La question s’est posée dans certaines rédactions, signe que la division opère jusqu’aux sources mêmes de l’information. « Au sein de France 3 on a eu de nombreux débats. Est-ce qu’il faut parler de Didier Raoult ? Censurer ? Nous on a fait le choix de lui donner un maximum la parole car il est une référence du milieu médical », évoque Nathalie Ramirez, présentatrice de l’antenne Provence-Alpes-Côte-D’Azur de la chaîne.

Une vision qui ne convainc pas Alexandra Ducamp, favorable à une modération : « Le piège en tant que quotidien c’est de vouloir rebondir en permanence sur la moindre phrase traitée par les chaînes d’info en continu ». Pourtant, le débat scientifique a même été repris sous forme de divertissement. « Moi j’ai fait plusieurs reportages sur la Raoult mania. C’est du sensationnel, mais ce côté-là existe… », concède Etienne Baudu.

Infectiologue ou influenceur ?

Les titres locaux ont indubitablement contribué à la « starification » de Didier Raoult. Compte tenu de son audience grandissante sur la chaîne Youtube de l’IHU, difficile de ne pas donner la parole à l’infectiologue aux millions de vues. Pour Stéphanie Lukasik, co-autrice d’une publication sur Le cas Raoult à l’heure de la pandémie de Covid-19, les rédactions « ont privilégié les sujets Raoult pour intéresser leur public, faire le buzz ».

Pour la chercheuse, il n’y a aucun doute, « le journaliste joue un rôle déterminant au sein des controverses scientifiques ». La mise en récit de l’hésitation, les effets d’annonce, la personnalisation du débat… Les médias locaux seraient les co-auteurs de cette saga chloroquine. C’est dans cette optique qu’une question s’est parfois imposée aux professionnels de la presse locale.

« Quel est mon rôle ? » s’est demandé à plusieurs reprises Alexandra Ducamp. « Est-ce que je suis l’instrument d’une guerre entre scientifiques et politiques ? Parfois il vaut mieux ne rien écrire que de publier n’importe quoi ». Si traiter des informations contradictoires est l’essence même du métier, quelles ont été les déficiences ? « Ce qui fait la valeur ajoutée d’un journaliste est sa capacité à analyser l’information. Or, on assiste de plus en plus à une généralisation de l’actualité brute, surtout en temps d’urgence sanitaire. C’est pourquoi, il y a eu un brouillage des frontières entre expertise et non-expertise », répond la chercheuse à l’IMSIC.

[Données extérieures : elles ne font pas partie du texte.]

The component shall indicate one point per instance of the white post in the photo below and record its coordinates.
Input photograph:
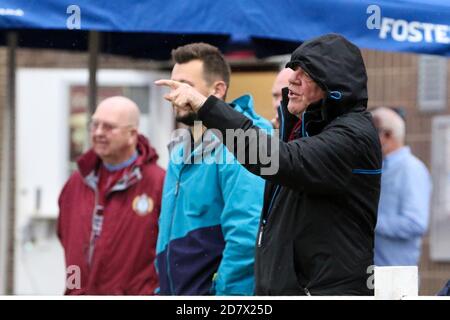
(395, 283)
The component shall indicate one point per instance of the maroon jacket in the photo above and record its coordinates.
(122, 259)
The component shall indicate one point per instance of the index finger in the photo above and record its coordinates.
(168, 83)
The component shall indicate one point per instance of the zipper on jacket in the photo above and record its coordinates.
(307, 291)
(264, 220)
(266, 217)
(261, 231)
(177, 189)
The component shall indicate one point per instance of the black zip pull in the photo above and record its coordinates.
(177, 187)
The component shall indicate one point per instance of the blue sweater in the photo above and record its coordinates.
(403, 210)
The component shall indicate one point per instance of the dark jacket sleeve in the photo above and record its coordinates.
(321, 164)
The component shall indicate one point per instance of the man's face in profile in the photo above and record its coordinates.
(302, 92)
(191, 73)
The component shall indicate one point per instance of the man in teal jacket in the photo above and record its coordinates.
(207, 235)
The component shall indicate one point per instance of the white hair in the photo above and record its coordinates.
(391, 121)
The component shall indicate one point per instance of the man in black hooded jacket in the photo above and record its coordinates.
(316, 232)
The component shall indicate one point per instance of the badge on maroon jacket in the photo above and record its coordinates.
(142, 204)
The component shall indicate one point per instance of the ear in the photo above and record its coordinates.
(133, 136)
(219, 89)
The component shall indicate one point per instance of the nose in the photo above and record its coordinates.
(295, 78)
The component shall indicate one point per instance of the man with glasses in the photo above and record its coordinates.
(109, 208)
(317, 225)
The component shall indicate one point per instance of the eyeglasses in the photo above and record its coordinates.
(106, 126)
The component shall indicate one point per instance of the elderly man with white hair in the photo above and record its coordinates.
(405, 195)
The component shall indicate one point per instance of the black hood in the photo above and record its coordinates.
(336, 65)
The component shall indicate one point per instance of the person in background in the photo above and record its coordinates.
(317, 226)
(211, 207)
(109, 207)
(403, 210)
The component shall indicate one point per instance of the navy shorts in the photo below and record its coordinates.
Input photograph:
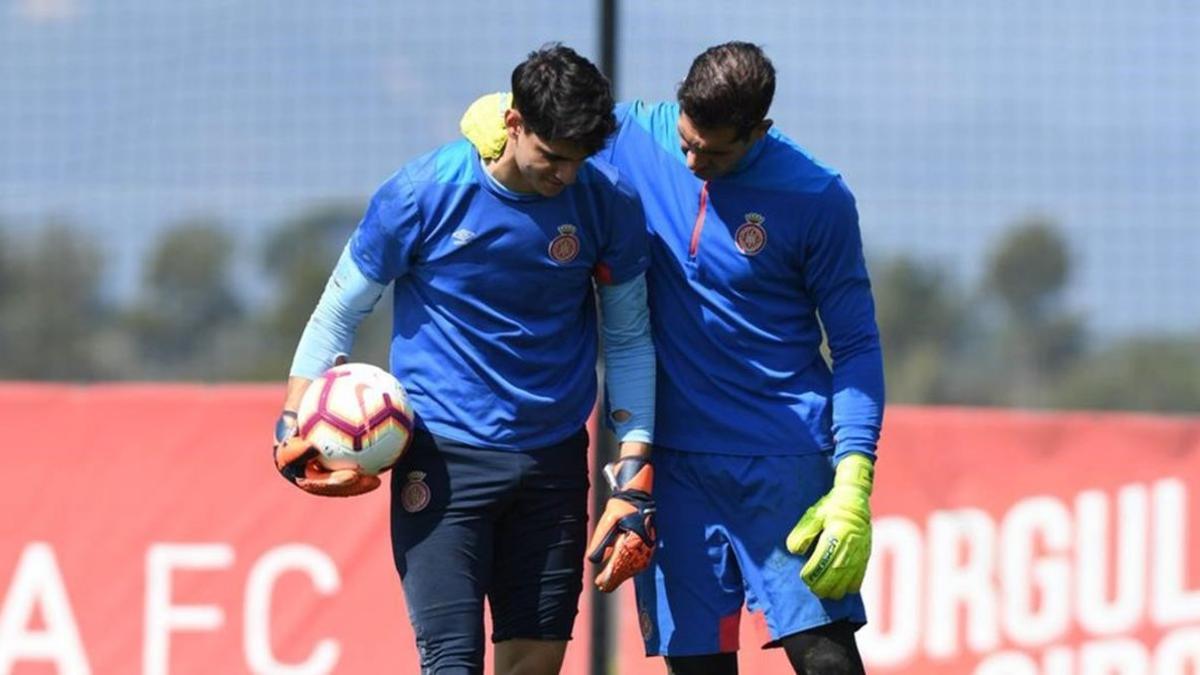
(723, 521)
(468, 523)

« Un équilibre dans la contradiction »

Le feuilleton autour de Didier Raoult a interrogé les pratiques des journalistes, notamment marseillais, puisqu’au premier rang de l’actualité chloroquine. Pourtant il a également renforcé certains réflexes. « On a été dans une démarche de fact-cheking permanente. Personnellement, je n’ai jamais autant lu de revues scientifiques de ma carrière », s’amuse la journaliste de La Provence. Le seul remède à la cacophonie médiatique : « rechercher un équilibre dans la contradiction », suppose Nathalie Ramirez.